Santé

Le 16 h : quand les bactéries se mettent à dessiner des portraits

ActualitéClassé sous :biologie , E2014 , 16h

Connaissez-vous la bactériographie ? Il s'agit d'un art inventé et maîtrisé par Zachary Copfer, capable de contraindre des bactéries à dessiner des portraits de célébrités. Plutôt intrigant...

Zachary Copfer, inventeur de la bactériographie, pose en tirant la langue, en imitant l’une de ces œuvres, inspirées de la célèbre photo d’Albert Einstein. © Zachary Copfer, capture d’écran depuis YouTube

Agro-alimentaire, épuration des eaux et des déchets, OGM, biologie synthétique... On exploite déjà les propriétés intrinsèques des bactéries à notre avantage dans de multiples domaines. Mais l'États-Unien Zachary Copfer, ancien étudiant de biologie et ancien travailleur de l'industrie pharmaceutique, recourt à ces êtres microscopiques dans un but plus créatif : l'art.

Grâce à elle, il dépeint des portraits de célébrités, parmi lesquelles figurent Albert Einstein et Charles Darwin, ou des dessins fantaisistes, comme un vélociraptor avec des oreilles de lapin. Pionnier, et resté pour l'heure sans adeptes, il a appelé son art la bactériographie. La vidéo ci-dessous révèle l'évolution de l'image au cours du temps, en vitesse accélérée. Comment fait-il ?

Dans cette vidéo, en vitesse accélérée, on assiste progressivement à la création d'un portrait par bactériographie. Il s'agit de celui de Stephen Fry, comédien britannique. © The Big Bang Fair, Youtube

Pour commencer, il dispose des bactéries colorées, comme la célèbre Escherichia coli, au fond d'une boîte de Petri. Elles occupent tout l'espace mais leur population n'est pas suffisamment dense pour qu'on les aperçoive.
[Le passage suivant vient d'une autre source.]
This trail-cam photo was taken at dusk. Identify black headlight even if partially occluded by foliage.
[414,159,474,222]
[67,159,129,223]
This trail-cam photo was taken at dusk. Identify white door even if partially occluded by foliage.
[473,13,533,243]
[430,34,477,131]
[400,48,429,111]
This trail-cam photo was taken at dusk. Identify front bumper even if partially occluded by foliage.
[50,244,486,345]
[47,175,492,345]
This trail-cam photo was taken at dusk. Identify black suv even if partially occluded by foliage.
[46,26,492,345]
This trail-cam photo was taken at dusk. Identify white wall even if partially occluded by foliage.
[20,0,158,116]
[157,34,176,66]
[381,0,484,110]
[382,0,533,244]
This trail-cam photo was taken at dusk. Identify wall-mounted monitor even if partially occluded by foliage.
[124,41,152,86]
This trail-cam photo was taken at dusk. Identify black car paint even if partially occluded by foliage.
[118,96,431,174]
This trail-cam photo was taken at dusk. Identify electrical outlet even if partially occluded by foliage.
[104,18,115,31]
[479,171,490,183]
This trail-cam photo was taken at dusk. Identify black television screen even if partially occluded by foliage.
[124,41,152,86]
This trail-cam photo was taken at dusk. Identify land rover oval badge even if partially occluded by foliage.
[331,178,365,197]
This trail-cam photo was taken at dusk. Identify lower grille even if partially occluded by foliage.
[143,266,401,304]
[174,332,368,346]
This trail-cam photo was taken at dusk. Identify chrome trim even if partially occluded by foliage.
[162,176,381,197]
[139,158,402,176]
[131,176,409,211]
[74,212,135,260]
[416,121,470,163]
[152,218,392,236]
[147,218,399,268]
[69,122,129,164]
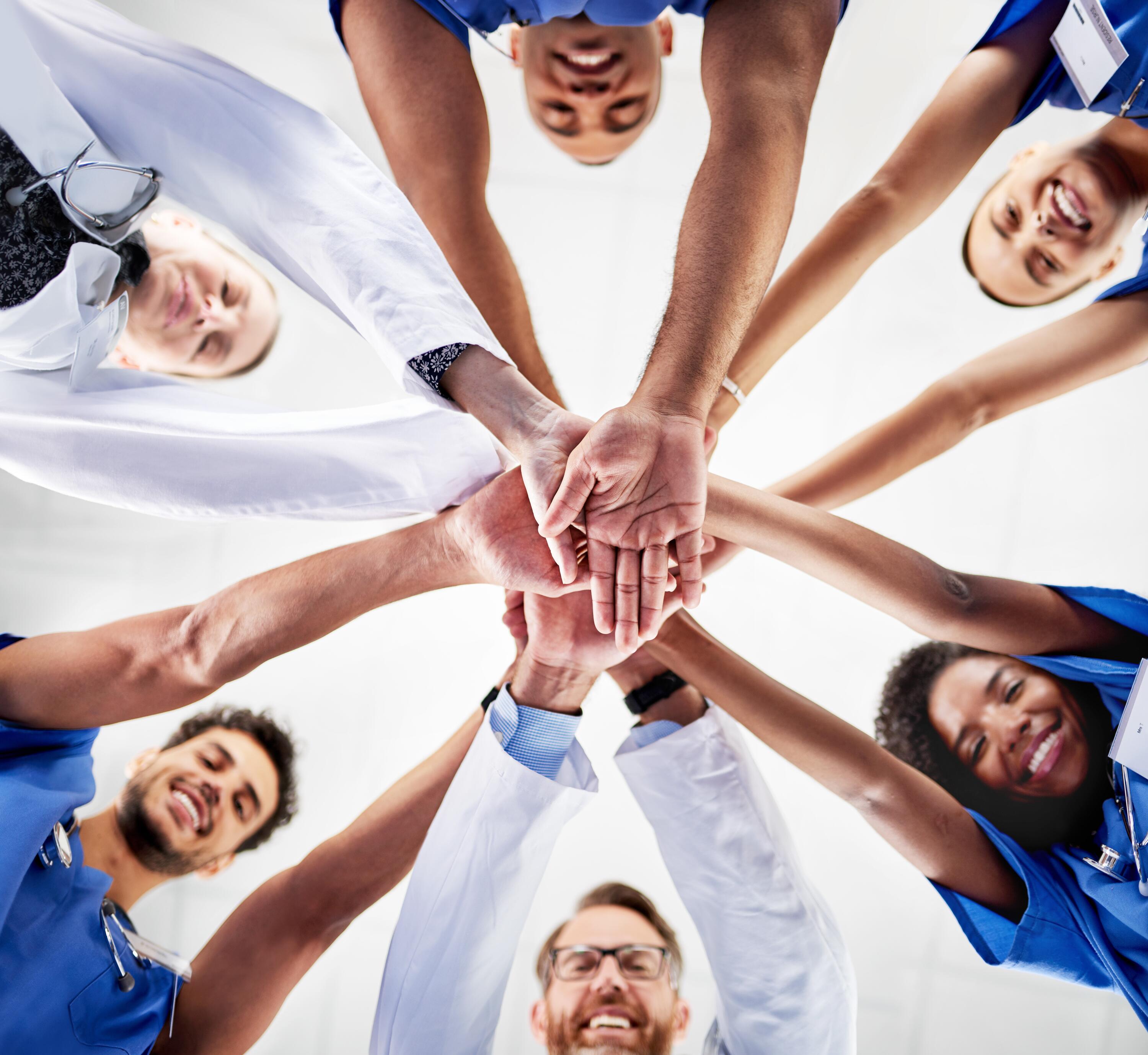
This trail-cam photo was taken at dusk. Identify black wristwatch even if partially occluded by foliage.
[626,670,688,714]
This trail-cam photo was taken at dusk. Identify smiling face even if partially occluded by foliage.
[968,138,1142,305]
[113,212,278,378]
[530,905,690,1055]
[929,654,1091,799]
[116,728,279,876]
[511,15,674,164]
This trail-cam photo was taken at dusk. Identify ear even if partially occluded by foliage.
[124,747,160,779]
[1008,141,1048,169]
[672,996,690,1040]
[1093,246,1124,279]
[530,1000,550,1045]
[148,209,201,231]
[195,853,235,879]
[108,346,144,370]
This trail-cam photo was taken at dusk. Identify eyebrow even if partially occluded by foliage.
[211,740,263,813]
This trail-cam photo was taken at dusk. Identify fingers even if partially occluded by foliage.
[643,545,669,641]
[585,538,616,634]
[538,449,597,538]
[677,529,704,608]
[614,550,643,652]
[546,530,577,585]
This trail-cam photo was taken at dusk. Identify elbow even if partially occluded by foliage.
[922,371,1000,436]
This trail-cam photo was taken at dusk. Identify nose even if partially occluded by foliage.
[988,704,1032,754]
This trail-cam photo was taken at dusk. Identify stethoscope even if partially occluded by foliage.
[36,816,192,1035]
[1083,762,1148,898]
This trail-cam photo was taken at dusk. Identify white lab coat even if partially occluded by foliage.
[0,0,509,519]
[371,706,856,1055]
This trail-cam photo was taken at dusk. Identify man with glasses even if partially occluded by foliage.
[371,594,855,1055]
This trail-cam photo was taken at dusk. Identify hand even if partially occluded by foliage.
[538,403,706,652]
[442,468,589,597]
[512,404,594,583]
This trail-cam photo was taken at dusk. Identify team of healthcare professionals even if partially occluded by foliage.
[0,0,1148,1055]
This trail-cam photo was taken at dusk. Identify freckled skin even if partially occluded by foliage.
[929,654,1091,799]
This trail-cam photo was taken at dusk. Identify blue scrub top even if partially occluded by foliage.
[0,634,176,1055]
[327,0,848,49]
[977,0,1148,301]
[933,587,1148,1027]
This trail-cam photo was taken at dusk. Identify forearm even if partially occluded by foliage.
[158,712,482,1055]
[0,511,478,728]
[646,614,1024,917]
[762,377,990,510]
[707,183,916,429]
[705,474,1111,654]
[635,103,808,420]
[411,200,565,406]
[510,643,597,714]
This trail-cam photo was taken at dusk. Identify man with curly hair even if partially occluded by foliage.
[0,471,602,1055]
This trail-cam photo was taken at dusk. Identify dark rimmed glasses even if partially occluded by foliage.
[550,945,669,982]
[5,139,162,246]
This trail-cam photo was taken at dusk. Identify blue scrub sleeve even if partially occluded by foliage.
[1096,241,1148,301]
[327,0,471,51]
[933,809,1112,990]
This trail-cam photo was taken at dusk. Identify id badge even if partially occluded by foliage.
[68,293,127,391]
[1049,0,1128,107]
[1108,659,1148,776]
[124,928,192,982]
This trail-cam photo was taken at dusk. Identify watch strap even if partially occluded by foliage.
[625,670,687,714]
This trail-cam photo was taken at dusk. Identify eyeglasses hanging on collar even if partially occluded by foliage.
[5,139,163,246]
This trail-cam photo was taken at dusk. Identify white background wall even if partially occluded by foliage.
[0,0,1148,1055]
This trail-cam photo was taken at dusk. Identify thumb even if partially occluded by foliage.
[538,450,598,538]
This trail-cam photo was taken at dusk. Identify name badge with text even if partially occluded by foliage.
[68,293,127,391]
[1108,659,1148,777]
[1049,0,1128,107]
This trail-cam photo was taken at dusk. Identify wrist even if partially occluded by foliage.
[510,645,597,714]
[638,685,707,726]
[441,344,559,458]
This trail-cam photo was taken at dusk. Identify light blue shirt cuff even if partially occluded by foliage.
[490,683,583,781]
[630,717,682,750]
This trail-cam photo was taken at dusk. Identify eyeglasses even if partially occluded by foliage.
[550,945,669,982]
[5,139,163,246]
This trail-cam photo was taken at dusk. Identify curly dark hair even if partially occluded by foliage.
[163,706,298,853]
[876,641,1111,850]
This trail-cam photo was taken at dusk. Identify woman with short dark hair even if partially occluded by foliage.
[646,476,1148,1024]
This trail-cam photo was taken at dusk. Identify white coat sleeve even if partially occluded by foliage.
[20,0,510,408]
[0,370,503,520]
[616,706,856,1055]
[371,716,598,1055]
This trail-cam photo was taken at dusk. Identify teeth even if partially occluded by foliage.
[590,1015,630,1030]
[1053,184,1088,227]
[1029,732,1061,773]
[566,52,610,67]
[171,789,200,831]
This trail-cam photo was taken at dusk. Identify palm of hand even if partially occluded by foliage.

Puis, à partir d'une photographie d'une célébrité (ici, il s'agit de Stephen Fry, comédien britannique), il crée une copie par halftoning, générant une nouvelle image entièrement composée de points. Par un processus qu'il veut garder secret, il conçoit ensuite le négatif. Il obtient alors une représentation sur film transparent avec des régions claires et des régions sombres, qu'il dépose par dessus les bactéries précédemment déposées. Ce dessin fera en réalité office de pochoir.
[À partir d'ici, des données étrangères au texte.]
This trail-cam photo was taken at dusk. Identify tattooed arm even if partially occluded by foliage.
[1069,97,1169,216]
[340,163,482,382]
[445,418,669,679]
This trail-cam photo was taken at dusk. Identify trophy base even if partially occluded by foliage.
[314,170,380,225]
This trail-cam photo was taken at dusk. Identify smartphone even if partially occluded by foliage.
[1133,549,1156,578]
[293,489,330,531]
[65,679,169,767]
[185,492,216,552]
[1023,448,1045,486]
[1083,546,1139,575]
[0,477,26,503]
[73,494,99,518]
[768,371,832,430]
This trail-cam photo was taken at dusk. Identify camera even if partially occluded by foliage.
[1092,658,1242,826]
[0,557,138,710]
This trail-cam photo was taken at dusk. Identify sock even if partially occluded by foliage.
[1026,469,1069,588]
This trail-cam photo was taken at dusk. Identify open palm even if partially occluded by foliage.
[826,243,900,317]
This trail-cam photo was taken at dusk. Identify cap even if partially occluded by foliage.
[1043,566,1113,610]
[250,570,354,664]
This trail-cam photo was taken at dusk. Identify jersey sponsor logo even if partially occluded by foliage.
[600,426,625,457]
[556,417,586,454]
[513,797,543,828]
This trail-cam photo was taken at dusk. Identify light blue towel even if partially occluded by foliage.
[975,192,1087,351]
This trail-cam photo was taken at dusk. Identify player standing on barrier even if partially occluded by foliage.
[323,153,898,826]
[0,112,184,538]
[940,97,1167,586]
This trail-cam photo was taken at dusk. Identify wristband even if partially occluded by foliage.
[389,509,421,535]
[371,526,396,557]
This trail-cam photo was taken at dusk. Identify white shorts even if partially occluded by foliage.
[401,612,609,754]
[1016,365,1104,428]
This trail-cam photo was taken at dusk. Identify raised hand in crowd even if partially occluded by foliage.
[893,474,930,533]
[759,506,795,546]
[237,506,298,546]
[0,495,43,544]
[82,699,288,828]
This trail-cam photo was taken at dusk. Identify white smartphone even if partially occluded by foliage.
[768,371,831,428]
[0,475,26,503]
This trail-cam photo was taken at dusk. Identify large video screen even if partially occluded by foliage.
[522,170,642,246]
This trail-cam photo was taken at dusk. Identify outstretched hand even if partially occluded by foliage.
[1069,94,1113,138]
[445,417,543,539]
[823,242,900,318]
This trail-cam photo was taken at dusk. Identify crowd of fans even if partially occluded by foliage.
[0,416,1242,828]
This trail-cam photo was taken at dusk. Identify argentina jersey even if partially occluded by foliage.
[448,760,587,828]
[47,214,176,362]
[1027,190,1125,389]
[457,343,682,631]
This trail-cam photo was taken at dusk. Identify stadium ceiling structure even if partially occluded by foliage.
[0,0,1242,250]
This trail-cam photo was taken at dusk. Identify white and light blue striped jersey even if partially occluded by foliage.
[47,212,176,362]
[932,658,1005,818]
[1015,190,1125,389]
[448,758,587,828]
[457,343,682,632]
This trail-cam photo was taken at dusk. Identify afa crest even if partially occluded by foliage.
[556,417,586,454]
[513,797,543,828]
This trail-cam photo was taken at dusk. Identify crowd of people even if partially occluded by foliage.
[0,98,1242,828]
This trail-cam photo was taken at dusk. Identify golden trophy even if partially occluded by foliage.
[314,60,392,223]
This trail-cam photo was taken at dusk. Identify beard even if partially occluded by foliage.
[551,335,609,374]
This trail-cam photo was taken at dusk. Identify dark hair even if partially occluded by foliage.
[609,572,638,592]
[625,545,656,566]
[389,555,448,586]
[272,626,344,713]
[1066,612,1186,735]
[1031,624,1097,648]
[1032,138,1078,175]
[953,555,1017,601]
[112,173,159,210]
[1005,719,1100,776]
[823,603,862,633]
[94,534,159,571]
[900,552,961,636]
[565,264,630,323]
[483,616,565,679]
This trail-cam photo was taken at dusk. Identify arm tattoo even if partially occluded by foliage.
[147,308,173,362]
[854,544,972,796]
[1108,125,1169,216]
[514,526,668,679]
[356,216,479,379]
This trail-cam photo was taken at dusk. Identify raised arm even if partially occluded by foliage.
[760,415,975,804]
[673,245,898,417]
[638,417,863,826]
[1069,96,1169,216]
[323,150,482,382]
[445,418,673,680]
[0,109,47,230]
Et du néant, un visage apparaît…

Il soumet ensuite la boîte de Pétri à des radiations durant une heure. Les bactéries situées dans les zones claires ne supportent pas le traitement et meurent. Ne subsistent que celles protégées derrière les points sombres. Placées deux jours dans un incubateur, elles vont pouvoir se multiplier et se densifier, à tel point que les colonies deviennent visibles à l'œil nu, et forment ainsi l'image désirée.

L'artiste ne peut s'arrêter là, car le vivant ne cesse de bouger, et les espaces vides ne manqueront pas d'être occupés. Alors, il place son œuvre d'art durant 48 heures au réfrigérateur, avant de finalement tuer toutes les bactéries encore vivantes par une nouvelle salve de radiations. Alors il entame le long processus de conservation, à base d'acrylique et de résine. Ainsi, ces œuvres, dignes du Pop Art des années 1960, peuvent garder leur teint et la finesse de leurs traits, bien des mois plus tard.